A canoa tocou a borda da baía junto com os primeiros raios solares anunciado o novo dia. Mal deixou a embarcação, Pacarema testemunhou a histeria alegre espalhada pela aldeia. Os conquistadores haviam desaparecido por encanto. Nenhum traço do invasor se podia notar, nem mesmo as casas por eles erguidas e suas embarcações intimidadoras. Tudo se desmanchara junto com a noite. Nativos levantavam as mãos para os céus e agradeciam a Jaribô, creditando à fome daquele deus o sumiço dos inimigos. Cantoria dominava a aldeia, era a festa da vitória sem a necessidade da luta. Embriagado pela alegria de sua bem sucedida aventura, Pacarema correu para a taba do chefe Karuaki. Juntos comemorariam a façanha. Encontrou-o morto, entre uma roda de anciãos. Minutos antes, Karuaki havia revelado ao conselho da tribo que, por vontade de Maripinã, Pacarema era o novo chefe.

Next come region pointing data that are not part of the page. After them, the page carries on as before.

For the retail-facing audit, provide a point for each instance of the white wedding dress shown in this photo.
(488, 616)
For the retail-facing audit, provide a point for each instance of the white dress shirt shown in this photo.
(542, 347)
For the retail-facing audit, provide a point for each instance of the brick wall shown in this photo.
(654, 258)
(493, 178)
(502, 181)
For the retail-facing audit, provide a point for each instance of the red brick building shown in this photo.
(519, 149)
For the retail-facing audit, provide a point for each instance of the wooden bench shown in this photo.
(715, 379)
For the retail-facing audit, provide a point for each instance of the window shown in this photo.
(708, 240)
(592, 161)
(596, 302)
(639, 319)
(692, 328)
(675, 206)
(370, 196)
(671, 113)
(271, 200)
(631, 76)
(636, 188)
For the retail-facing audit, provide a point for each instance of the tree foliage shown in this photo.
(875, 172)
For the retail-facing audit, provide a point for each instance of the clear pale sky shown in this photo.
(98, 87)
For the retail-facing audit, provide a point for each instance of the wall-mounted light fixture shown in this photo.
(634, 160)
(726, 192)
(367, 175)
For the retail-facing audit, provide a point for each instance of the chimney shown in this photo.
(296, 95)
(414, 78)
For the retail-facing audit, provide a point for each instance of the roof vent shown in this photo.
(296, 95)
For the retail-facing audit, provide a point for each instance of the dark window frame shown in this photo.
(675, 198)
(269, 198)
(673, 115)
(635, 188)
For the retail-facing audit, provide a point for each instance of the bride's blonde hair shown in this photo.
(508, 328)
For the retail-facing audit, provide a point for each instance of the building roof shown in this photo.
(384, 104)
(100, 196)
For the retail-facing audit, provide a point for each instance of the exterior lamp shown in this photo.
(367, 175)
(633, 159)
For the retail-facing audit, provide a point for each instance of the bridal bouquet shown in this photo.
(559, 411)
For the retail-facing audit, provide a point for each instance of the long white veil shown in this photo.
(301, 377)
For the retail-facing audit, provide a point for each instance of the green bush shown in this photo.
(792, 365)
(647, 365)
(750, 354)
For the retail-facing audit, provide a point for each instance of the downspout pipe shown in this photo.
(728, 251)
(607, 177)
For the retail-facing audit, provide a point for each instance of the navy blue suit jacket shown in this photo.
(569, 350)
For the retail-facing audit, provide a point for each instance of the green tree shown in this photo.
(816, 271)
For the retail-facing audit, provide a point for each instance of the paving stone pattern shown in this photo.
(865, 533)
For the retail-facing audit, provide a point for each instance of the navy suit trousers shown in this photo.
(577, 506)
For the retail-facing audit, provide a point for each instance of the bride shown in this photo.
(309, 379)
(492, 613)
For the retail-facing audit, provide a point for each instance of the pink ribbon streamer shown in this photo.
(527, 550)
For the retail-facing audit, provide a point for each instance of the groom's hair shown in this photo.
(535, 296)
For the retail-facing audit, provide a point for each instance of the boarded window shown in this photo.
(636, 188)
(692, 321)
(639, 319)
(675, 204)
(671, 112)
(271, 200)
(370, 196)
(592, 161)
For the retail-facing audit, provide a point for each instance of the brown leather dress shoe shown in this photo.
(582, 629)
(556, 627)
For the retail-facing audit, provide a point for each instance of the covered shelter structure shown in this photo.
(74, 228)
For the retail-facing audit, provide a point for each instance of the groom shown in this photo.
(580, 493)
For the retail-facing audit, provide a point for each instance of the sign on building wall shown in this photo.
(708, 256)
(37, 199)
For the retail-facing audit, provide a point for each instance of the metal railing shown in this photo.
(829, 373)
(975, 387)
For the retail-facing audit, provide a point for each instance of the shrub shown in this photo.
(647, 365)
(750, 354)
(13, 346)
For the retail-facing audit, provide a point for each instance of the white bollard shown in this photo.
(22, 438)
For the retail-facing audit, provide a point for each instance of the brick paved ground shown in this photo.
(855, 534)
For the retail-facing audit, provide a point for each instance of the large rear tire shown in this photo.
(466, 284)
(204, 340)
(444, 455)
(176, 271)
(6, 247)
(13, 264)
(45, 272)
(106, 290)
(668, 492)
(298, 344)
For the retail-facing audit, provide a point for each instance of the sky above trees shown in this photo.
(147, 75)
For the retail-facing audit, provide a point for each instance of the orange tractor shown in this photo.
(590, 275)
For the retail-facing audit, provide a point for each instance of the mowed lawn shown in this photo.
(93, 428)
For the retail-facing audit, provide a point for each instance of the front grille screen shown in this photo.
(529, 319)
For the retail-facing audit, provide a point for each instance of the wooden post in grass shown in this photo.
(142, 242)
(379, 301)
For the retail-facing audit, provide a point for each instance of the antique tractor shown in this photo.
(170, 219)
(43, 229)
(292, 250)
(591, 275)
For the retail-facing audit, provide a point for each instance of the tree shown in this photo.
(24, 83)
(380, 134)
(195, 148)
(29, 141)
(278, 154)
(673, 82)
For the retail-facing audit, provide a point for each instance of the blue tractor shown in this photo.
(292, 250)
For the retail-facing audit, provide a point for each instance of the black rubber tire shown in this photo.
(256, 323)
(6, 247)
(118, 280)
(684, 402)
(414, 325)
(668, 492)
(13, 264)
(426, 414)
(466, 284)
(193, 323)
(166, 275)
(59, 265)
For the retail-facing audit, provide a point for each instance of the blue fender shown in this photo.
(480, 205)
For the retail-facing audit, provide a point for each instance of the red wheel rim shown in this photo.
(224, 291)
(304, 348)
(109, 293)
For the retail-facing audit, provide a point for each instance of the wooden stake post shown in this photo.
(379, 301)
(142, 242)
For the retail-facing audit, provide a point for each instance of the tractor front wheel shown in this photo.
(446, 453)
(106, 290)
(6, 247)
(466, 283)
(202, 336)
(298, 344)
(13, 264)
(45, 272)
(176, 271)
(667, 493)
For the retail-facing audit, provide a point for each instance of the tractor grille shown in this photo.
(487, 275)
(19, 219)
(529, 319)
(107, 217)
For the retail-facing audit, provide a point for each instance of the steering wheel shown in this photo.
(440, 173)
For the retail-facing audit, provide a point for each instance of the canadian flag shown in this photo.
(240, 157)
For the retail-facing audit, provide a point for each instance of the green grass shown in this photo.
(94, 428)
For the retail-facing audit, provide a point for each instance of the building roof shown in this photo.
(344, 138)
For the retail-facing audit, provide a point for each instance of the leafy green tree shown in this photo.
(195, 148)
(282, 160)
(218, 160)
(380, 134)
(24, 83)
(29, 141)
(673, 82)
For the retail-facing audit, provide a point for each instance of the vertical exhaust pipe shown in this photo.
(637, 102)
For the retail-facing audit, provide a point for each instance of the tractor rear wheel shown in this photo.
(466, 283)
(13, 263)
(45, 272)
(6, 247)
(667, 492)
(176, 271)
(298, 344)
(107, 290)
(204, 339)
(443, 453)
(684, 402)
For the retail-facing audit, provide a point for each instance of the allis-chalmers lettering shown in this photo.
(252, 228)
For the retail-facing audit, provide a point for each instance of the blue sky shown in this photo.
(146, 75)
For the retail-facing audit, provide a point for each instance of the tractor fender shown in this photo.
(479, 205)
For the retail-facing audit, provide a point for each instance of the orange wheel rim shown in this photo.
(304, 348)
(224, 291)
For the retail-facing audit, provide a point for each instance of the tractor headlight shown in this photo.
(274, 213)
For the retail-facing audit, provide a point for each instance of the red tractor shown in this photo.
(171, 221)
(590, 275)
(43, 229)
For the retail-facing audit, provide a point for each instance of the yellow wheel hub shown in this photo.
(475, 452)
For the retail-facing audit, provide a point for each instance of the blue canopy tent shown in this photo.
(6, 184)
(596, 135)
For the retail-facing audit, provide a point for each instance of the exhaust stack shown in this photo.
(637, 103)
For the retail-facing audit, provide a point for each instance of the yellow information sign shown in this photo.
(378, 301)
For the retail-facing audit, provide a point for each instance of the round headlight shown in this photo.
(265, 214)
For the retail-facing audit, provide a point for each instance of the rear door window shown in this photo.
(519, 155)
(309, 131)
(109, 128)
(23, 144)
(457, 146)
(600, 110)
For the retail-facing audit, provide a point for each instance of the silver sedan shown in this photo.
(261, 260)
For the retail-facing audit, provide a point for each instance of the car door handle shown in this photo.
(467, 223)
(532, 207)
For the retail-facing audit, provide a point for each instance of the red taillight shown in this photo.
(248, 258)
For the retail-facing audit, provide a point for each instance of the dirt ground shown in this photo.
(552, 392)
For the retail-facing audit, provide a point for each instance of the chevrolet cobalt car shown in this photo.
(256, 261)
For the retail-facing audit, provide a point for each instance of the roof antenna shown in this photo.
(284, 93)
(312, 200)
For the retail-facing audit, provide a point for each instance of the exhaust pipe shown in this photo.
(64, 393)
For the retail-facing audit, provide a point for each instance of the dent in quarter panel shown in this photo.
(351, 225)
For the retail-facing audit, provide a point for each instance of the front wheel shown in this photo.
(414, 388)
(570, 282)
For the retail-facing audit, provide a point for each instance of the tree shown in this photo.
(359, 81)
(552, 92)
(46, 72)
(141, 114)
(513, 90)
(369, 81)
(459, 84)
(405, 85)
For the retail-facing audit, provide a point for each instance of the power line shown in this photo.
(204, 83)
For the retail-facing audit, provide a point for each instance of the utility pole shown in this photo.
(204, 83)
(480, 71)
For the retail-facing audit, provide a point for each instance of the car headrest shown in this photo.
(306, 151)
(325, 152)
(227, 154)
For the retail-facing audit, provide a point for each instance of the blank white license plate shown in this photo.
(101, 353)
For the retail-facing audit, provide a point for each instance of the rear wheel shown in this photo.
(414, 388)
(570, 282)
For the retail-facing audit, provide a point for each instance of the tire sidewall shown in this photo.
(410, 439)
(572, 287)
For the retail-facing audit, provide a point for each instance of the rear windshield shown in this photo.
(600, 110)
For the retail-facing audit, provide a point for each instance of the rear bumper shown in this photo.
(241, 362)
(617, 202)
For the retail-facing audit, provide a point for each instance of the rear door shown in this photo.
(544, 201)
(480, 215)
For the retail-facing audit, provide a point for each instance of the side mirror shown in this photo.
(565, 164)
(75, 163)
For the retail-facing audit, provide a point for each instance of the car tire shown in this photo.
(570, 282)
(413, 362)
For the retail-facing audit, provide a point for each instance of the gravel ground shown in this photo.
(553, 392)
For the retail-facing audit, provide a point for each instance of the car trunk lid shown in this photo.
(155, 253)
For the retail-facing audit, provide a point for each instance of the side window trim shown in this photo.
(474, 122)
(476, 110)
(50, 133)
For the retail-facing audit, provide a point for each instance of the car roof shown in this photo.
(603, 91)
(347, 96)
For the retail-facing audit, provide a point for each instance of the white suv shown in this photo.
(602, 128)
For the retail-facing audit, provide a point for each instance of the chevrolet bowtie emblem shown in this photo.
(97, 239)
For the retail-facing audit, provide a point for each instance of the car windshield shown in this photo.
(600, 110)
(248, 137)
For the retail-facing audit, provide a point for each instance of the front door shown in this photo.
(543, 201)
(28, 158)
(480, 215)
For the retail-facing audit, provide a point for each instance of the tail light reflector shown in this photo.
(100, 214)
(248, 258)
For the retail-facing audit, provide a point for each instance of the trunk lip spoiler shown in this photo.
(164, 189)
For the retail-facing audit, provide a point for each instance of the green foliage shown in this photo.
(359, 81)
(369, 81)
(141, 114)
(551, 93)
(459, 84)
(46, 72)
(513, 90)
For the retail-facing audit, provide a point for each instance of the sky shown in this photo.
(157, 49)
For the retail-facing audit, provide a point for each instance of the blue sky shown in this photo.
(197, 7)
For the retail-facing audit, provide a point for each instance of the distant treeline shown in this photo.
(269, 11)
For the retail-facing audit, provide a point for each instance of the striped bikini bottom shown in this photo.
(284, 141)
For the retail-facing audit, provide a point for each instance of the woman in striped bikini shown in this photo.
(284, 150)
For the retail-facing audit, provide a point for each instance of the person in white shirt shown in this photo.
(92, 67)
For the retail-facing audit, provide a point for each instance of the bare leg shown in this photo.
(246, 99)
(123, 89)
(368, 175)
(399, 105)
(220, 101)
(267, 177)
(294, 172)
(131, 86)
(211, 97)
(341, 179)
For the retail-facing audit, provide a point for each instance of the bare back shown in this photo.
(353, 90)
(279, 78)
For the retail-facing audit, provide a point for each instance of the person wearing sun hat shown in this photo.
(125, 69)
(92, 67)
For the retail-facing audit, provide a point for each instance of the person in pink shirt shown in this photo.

E Pacarema reinou por muito tempo, sendo justo e sábio, trazendo harmonia e paz para o seu povo. Apenas algo o intrigava: a estranha sensação de isolamento da tribo. Há anos não recebia notícias da nações vizinhas, muitas amistosas, outras nem tanto. Saberiam os outros chefes da aliança passada de Pacarema com Maripinã e por isso o temiam? Curioso, ele enviou uma legião de guerreiros para espionar as terras em torno da tribo. Depois de muitas luas colorindo as noites, eles voltaram com a assombrosa nova: não havia ninguém por perto. Pacarema coçou o queixo já enrugado pelo tempo. Precisava falar com o deus-peixe, saber o que se passava.
A angústia do chefe ainda durou muitos anos até que Jaribô viesse saciar seu apetite devorando quase metade da lua. Nessa noite, Pacarema embarcou sozinho numa canoa e, chegando ao centro da baía, por três vezes falou: “xarcoanilaximazari, xarcoanilaximazari, xarcoanilaximazari!”
Os fatos que se seguiram lembraram a primeira visita ao deus habitante da baía: o mergulho, a facilidade de respirar, a visão se tornando clara, o aparecimento de Maripinã.
“Sabia que voltarias”, disse mentalmente o deus. “Sei também o que o afliges. É hora de saberes a verdade da conseqüência de seus atos”.
Um clarão explodiu feito relâmpago dentro d´água e janela para o mundo surgiu. Nela, Pacarema tomou conhecimento de que seu povo agora era o único existente na Terra. Toda a humanidade sumira do planeta quando ele tocara a flauta. Tomado por desespero, viu Pacarema uma amostra de como o planeta se desenvolveria com a existência das outras civilizações ceifadas pelas notas que ele tirara do instrumento de Maripinã A maioria das coisas vistas fugiam à sua compreensão mas nele residia uma certeza: sua decisão atrasara por milhares de anos a caminhada do homem rumo ao progresso.
Perguntou ao deus-peixe, o que poderia fazer para consertar o erro que cometera. Maripinã arregalou seus olhos de peixe, sorriu maroto de lado e concluiu: “Você não errou, chefe Pacarema, apenas decidiu”.